@ssilk: Yeah, I saw that. Mainly why I feel it's cheesy is that logic gates are meant to be the most fundamental, the building block of every logic. Using smart inserters to create logic gates is totally backwards - it already has the equivalent of tons of logic gates in it for it to be able to compare and check inventories, yet you're using it to create the very logic that was already built into it to make a simpler gate? While it can do that, the fact is that it manipulates items to mimic logic gates. Logic gates irl use electricity as input and output, not items
The power switch mod seems to get the idea, though that isn't quite fundamental enough. In real circuitry, the two fundamental kinds of logic to build anything is IMPLIES NOT and AND logic, the former where a constantly on signal is used with input signals to create NOT logic, or multiple inputs to create NOR logic. Everything else is derived from there. And Minecraft redstone way simplifies NOT/NOR logic so you don't even need the constantly on signal, and doesn't have fundamental AND logic, but ah well, everything else it gets right.
@Cerb: I wouldn't rely on that graph as a reliable representation of where you should merge belts. That's correct for your setup at best. As far as we know, anything from simply removing and reattaching the belt, changing smelting speeds, and other unknown factors can greatly affect the optimal merge points, and I've already found that to be true on the first one. Good news though, I found a great way to determine if the merge point is optimal and belt fully compressed - at least on my computer, if belt is fully compressed, the items after the merge point don't even visually move at all if I set game speed to 10. And of course, 10x game speed is a really great way to really see if something stacks or not over a long period of time.
And also, there's no problem with having an ultra fast belt for decompressing the express belt throughput tester.
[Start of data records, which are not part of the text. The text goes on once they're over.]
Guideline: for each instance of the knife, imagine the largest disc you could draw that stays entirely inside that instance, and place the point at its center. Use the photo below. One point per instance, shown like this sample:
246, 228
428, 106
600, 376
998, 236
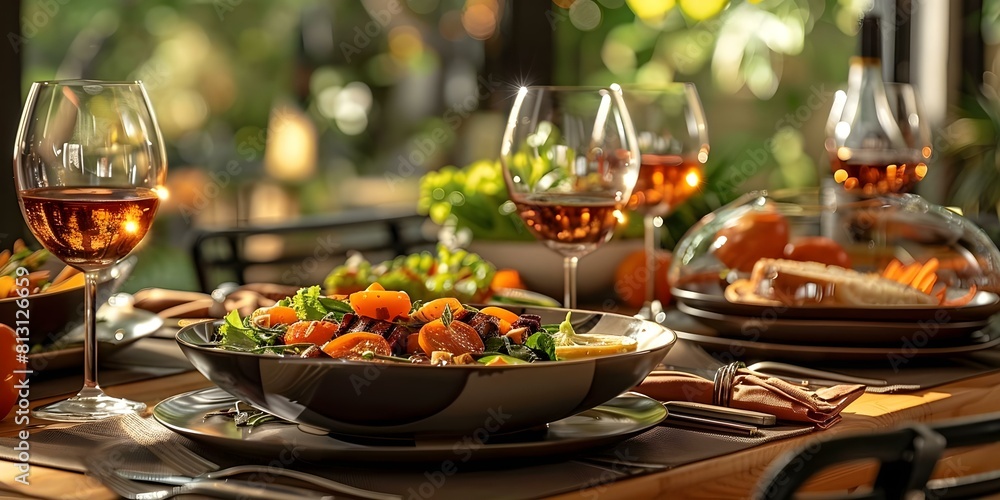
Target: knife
239, 488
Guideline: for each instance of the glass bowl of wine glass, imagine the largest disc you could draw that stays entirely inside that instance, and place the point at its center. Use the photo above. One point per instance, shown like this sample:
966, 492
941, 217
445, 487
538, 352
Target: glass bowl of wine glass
570, 160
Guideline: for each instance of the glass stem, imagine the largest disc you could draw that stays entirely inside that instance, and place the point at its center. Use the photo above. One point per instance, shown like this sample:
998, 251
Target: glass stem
650, 235
569, 282
90, 333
You need to find the optimal merge point for fast and normal belts already with a faster belt, and I never said that you can ignore merge point optimization on having an ultra fast belt decompress the express tester. Having one would be a lot more reliable than using splitters, which is yet another unknown that I need to verify that it doesn't affect compression.
Also, I see that you're using decimal smelting speeds with speed modules. Good idea which I didn't try, and so I took it a step further by using beacons so I can get it even more accurate to 0.1 smelting speed intervals. And so far, I"ve tested normal and fast belts, and am not sure if splitters can keep full compression on express belts, but I'll do that soon.
Results:
Normal belt: 21.5 (highest 0.1 interval)
From your range of 21.4 - 21.6, found it to be like exactly 21.5. It can handle 21.5 without stacking, and 21.6 stacks at an extremely slow rate, even on game speed 10, but it's there alright. So slow that if I were to guess a number between 21.5 and 21.6, I'd say like 21.58 or something, because it takes whole minutes for it to fill that belt.
Fast belt: 36.0 (highest 0.1 interval)
Yep, confirmed. Far as 0.1 intervals go, 36.0 is the exact total smelting speed to reach max throughput on a fast belt. 36.1 starts stacking, faster than 21.6 stacks for normal belts, which is why I'm sure the exact total smelting speeds for them must be finer measurements than 0.1 smelting speed intervals. But luckily, that doesn't really matter, because there is no way to get 0.05 intervals
Getting an exact items/second value will require a finer test - this smelting speed based test is a rough way that just happened to show that items/second throughput is higher than what was listed on wiki.
Express belt: ???
Until I test and verify that splitters keep full compression in that setup, don't know the values.
Edit: Found that splitters don't always keep full compression and it certainly doesn't in your setup, so your express belt setup is not a valid setup to test this. One side of the splitters start stacking, normal due to that left side takes priority behavior, but I can clearly see that there's a tiny gap in compression in the merged express belt every 2 seconds or so. And actually, I found that even shifting over that setup of splitters one tile to the right will screw up compression even more. so that merge point optimization thing even extends to splitter placement apparently. Tricky. See if you can find a position that keeps full compression.
Also, I cleaned up and modified your test world a bit and did some console commands, like always day, instant mining, all tech researched, and some give commands. If you want, you can download it here. I find it a lot more convenient to test on.